II – As declarações de parte são um meio de prova previsto no CPC (artigo 466º), cuja admissão depende do momento processual e da forma como o requerimento é apresentado.
III – Se a parte estava presente e o pedido foi feito em audiência (até ao início das alegações orais), seria necessário verificar se houve decisão expressa ou tácita do tribunal e se essa decisão violou o regime legal aplicável. Se, pelo contrário, não ficou demonstrado – como é o caso – que o requerimento tenha sido efectivamente formulado, não pode este tribunal de recurso concluir sequer que houve indeferimento e, muito menos, concluir que ocorreu nulidade da sentença por violação do princípio do contraditório e do direito de defesa.
IV – A má fé relevante para efeitos de resolução em benefício da massa insolvente não exige necessariamente prova directa de um propósito de prejudicar os credores, bastando a demonstração de factos dos quais resulte a consciência do prejuízo ou da situação insolvencial do devedor.
V – Se ficou demonstrada a má-fé do terceiro no acto oneroso, a resolução é oponível, não assistindo ao adquirente uma imunidade autónoma com base na mera invocação abstracta de boa fé ou na circunstância de não ter sido notificado da resolução da doação anterior.
VI – O direito de acesso aos tribunais e à tutela jurisdicional efectiva (artigo 20º da Constituição Portuguesa) não impede o legislador de estabelecer ónus de alegação e prova, nem obsta a que, em sede de insolvência, a lei atribua relevo à proteção da massa e dos credores quando se mostre demonstrada actuação contrária à boa fé.
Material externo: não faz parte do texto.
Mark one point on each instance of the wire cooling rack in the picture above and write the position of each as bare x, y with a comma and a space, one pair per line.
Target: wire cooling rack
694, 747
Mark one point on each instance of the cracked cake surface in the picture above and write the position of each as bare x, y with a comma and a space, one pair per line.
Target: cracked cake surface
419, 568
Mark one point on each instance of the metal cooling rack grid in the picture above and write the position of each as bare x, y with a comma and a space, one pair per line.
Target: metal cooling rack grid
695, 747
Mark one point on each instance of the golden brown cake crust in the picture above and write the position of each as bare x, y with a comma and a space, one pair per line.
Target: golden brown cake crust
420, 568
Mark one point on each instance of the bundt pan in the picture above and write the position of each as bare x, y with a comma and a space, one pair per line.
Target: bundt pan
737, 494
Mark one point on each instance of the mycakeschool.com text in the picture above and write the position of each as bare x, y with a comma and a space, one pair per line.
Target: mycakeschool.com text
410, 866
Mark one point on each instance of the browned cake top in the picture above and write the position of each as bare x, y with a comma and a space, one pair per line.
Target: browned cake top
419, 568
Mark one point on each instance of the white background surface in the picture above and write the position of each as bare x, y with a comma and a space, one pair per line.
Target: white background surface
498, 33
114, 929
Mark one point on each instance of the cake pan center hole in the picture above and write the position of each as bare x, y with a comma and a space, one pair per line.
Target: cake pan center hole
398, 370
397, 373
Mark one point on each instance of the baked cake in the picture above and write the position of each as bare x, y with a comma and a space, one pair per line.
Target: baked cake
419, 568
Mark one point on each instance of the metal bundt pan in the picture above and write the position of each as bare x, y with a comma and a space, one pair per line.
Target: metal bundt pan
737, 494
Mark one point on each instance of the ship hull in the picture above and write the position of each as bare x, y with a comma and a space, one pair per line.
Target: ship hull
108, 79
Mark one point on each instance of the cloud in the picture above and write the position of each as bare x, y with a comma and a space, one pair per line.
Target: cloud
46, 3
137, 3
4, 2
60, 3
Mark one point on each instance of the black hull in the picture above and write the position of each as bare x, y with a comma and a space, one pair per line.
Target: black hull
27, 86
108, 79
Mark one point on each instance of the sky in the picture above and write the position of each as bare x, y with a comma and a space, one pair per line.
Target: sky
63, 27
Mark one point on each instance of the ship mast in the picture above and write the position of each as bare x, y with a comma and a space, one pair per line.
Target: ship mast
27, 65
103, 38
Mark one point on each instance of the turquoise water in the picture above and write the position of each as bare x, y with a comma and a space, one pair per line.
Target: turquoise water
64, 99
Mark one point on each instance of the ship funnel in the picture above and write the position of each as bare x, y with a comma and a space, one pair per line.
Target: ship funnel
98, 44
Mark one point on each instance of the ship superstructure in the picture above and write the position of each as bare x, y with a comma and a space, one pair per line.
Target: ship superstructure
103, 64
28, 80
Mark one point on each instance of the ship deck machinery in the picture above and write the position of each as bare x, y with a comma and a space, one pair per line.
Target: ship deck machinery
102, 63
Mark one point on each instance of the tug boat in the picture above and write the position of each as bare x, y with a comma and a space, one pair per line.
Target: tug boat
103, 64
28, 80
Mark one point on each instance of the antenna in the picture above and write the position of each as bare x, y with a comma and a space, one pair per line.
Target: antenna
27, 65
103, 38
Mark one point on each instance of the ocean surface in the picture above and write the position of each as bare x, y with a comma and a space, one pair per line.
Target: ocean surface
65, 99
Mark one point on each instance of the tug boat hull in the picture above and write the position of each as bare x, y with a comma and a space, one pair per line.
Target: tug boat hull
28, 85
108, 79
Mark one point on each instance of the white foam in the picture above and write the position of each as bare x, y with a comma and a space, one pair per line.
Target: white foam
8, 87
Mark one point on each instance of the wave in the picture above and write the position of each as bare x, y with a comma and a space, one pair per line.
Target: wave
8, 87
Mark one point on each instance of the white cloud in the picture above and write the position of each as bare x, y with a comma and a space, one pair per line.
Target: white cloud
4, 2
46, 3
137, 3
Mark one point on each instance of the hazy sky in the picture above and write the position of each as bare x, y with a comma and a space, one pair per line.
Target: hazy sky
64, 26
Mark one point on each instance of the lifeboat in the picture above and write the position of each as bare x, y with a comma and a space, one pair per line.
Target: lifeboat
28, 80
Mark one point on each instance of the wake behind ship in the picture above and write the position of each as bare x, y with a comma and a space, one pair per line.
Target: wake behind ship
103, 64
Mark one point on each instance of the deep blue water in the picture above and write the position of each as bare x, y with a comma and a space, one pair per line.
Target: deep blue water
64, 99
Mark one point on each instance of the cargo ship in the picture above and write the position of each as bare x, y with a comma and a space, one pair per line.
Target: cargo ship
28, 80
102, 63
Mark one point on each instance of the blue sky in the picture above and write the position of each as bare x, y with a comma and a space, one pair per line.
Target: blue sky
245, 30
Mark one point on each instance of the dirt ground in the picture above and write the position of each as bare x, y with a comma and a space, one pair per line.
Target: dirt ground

VII – O direito de propriedade, embora constitucionalmente protegido (artigo 62º da Constituição Portuguesa), não é absoluto e pode sofrer compressões legalmente previstas, designadamente quando a aquisição do bem surge associada a actos praticados em prejuízo de credores e sob circunstâncias reveladoras de actuação fraudulenta ou de conluio económico-jurídico.